Show that $\mathrm{span}\{1, x^2 , −3x + x^3 , x^4 , −5x + x^5 \} ⊂ W$ . Where $W=\{p ∈ \Pi_5(Ω) : p'(−1) + p'(1) = 0\}.$

Question

Show that $\mathrm{span}\{1, x^2 , −3x + x^3 , x^4 , −5x + x^5 \} ⊂ W$ where $$W=\{p ∈ \Pi_5(Ω) : p'(−1) + p'(1) = 0\}.$$

Here is what i did so far but not sure if its right at all:

$$c_1(1) + c_2(x^2) + c_3(-3x + x^3) + c_4(x^4) + c_5(-5+x^5) = 0 \\ c_1 + x(-3c_3 -5c_5) + x^2(c_2) + x^3(c_3) + x^4(c_4) + x^5(c_5) = 0 $$ And then i just assumed that because it takes the form of a polynomial then it is a subset of $W$.

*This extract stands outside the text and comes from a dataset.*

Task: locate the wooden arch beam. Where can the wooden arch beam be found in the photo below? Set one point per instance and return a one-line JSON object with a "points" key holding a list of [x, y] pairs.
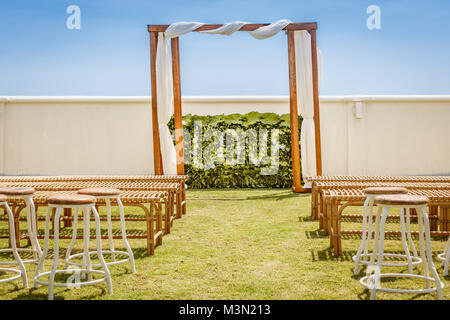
{"points": [[311, 27]]}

I also though of making $p(x)$ equal to each element in the set and then differentiating each on and use the conditions to see if they equal zero. Really not sure about this question and would really appreciate your help. Thank you so much!

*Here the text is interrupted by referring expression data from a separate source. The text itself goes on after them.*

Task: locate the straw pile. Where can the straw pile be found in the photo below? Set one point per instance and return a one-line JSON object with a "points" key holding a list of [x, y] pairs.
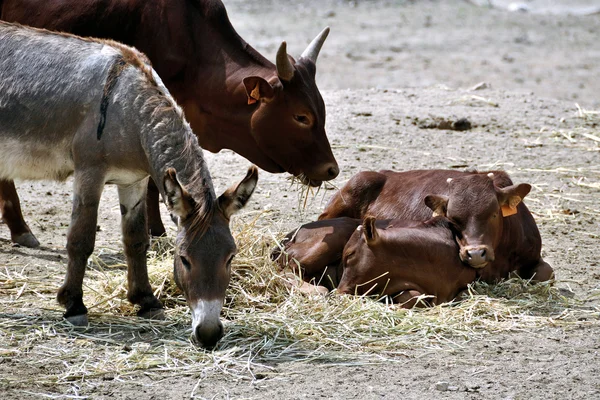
{"points": [[267, 322]]}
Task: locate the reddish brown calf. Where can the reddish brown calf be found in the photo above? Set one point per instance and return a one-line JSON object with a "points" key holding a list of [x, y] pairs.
{"points": [[396, 259], [495, 231]]}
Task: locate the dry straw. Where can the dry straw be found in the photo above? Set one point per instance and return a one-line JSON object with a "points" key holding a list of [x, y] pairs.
{"points": [[267, 321]]}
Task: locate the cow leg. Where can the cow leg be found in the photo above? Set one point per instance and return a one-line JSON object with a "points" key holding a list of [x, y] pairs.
{"points": [[136, 241], [10, 209], [80, 244], [153, 203]]}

Edit: ok this is what I ended up with

Answer 1

It seems like you're overcomplicating the question. First observe $W$ is a vector subspace of $\Pi_5(\Omega)$, and so to check that the span of the five vectors you've given is in $\Pi_5(\Omega)$, you just need to check that each of the vectors is in $W$. But this condition is easy to check.